I'm beginning to think that these lights are not expected to fail and if they do then it's a trip to the local service centre and a hefty bill!! .

But UncleNorm has cheered me up. Thanks UncleNorm. . If they are not needed for the MOT then I won't bother to replace any marker lights.

Thanks again to both.


----------



## raynipper

My Golf lost a tail light and it took me ages to work out how to gain access.
The hand book said it was a garage job and not an end user function.

In the end it required access from inside the boot panels and three hands to spring all the clips together.

Good luck.
Ray.


----------



## jud

GG222 said:


> Does anyone know how to change the bulb in the rear marker light of an Aviano?
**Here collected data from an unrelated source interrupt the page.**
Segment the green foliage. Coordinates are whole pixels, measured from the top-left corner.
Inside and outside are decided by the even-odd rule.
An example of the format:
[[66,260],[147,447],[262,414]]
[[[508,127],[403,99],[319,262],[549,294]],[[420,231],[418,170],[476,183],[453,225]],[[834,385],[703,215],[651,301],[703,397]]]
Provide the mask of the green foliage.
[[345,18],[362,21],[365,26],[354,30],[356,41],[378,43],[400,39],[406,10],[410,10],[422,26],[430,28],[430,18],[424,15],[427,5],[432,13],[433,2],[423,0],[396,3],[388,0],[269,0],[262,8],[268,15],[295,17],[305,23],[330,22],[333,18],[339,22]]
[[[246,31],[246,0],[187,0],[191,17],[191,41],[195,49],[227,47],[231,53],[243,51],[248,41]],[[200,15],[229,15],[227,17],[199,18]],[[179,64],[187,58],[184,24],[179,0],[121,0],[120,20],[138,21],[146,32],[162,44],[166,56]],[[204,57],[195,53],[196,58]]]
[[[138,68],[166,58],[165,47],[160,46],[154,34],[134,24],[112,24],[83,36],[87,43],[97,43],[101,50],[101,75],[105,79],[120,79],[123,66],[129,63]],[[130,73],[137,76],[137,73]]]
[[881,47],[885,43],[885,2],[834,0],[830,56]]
The handbook says to let the garage do it but I don't fancy paying out pounds and pounds just to change a bulb!!
> 
> I have removed the two retaining screws and managed to remove the lens. The rear of the lens is covered in a sticky goo-like substance, (sikoflex?).
> 
> Anyone done the job?


hi gg222. are your marker lights like these in photo.jud ps don't know why the photo keeps coming out black & white and then when you click on photo it turns to colour it was o.k before the server went down


----------



## jud

UncleNorm said:


> My side markers keep blowing the 5 AMP fuse. I'm not sure why. Any ideas, Jud? I was lucky today. Our Coral passed her MOT but the side markers weren't included! :roll: :wink:


hi unclenorm.we had the same problem it was water getting in the back corroding the connection and short circuiting blowing the fuse .we smeared petroleum jelly on all the backs of the lights and had no problem since .see photo how exposed some lights can be .jud p.s so you will have to check every one till you find the offending light


----------



## CourtJester

Guess what, it is a sealed unit.
Looks like £11.99 plus pp. Access is within the rear locker. There are two wires which disconnect via push/pull blade connectors.

The unit is below...


Mine is black and white too jud.

Thanks yet again to all.


----------



## UncleNorm

Thanks GG and Jud and all. Mine look just like that in the photo. Sealed unit eh? Hmm... :roll: :wink:


----------



## Codfinger

Now might be a good time to start replacing your markers with LED units as I have done, there are direct replacements available but If you have a late motorhome do check to see if it will cause electrical issues, I think O'Learys do them.
Chris


----------



## steles

gg222
have sent you a pm
steles


----------



## CourtJester

OK by me. I've answered your PM.


----------



## CourtJester

Codfinger said:


> Now might be a good time to start replacing your markers with LED units as I have done, there are direct replacements available but If you have a late motorhome do check to see if it will cause electrical issues, I think O'Learys do them.
> Chris


Hell Codfinger,
These marker lights are LED units. Sealed and sikaflexed against damp.


----------



## CourtJester

Apologies Codfinger. I meant to say Chris.


----------



## nicholsong

If a change of bulb is a 'garage job', how can the vehicle get European construction approval when it is a legal requirement in many countries that one must carry spare bulbs, the purpose of which is presumably to enable the bulb to be changed at the roadside?

OR would Monsieur Plodd say one should be carrying the whole sealed unit to comply with the law.

AND, would it be a defence to point to the maintenance manual re the 'garage job'?

OR would that cause M. Plodd to insist vehicle does not move until the garage comes out to change the bulb?

AND IF SO, would that be covered by Breakdown Insurance?

Ad Infoborium!

Geoff.

(Sundays are slow days here in Poland!}


----------



## jud

nicholsong said:


> If a change of bulb is a 'garage job', how can the vehicle get European construction approval when it is a legal requirement in many countries that one must carry spare bulbs, the purpose of which is presumably to enable the bulb to be changed at the roadside?
> 
> OR would Monsieur Plodd say one should be carrying the whole sealed unit to comply with the law.
> 
> AND, would it be a defence to point to the maintenance manual re the 'garage job'?
> 
> OR would that cause M. Plodd to insist vehicle does not move until the garage comes out to change the bulb?
> 
> AND IF SO, would that be covered by Breakdown Insurance?
> 
> Ad Infoborium!
> 
> Geoff.
> 
> (Sundays are slow days here in Poland!}


 hi i am not surprised i bet your the only ones there :lol: :lol: :lol: .jud


----------



## CourtJester

nicholsong said:


> If a change of bulb is a 'garage job', how can the vehicle get European construction approval when it is a legal requirement in many countries that one must carry spare bulbs, the purpose of which is presumably to enable the bulb to be changed at the roadside?


Can we therefore assume that marker lights are exempt?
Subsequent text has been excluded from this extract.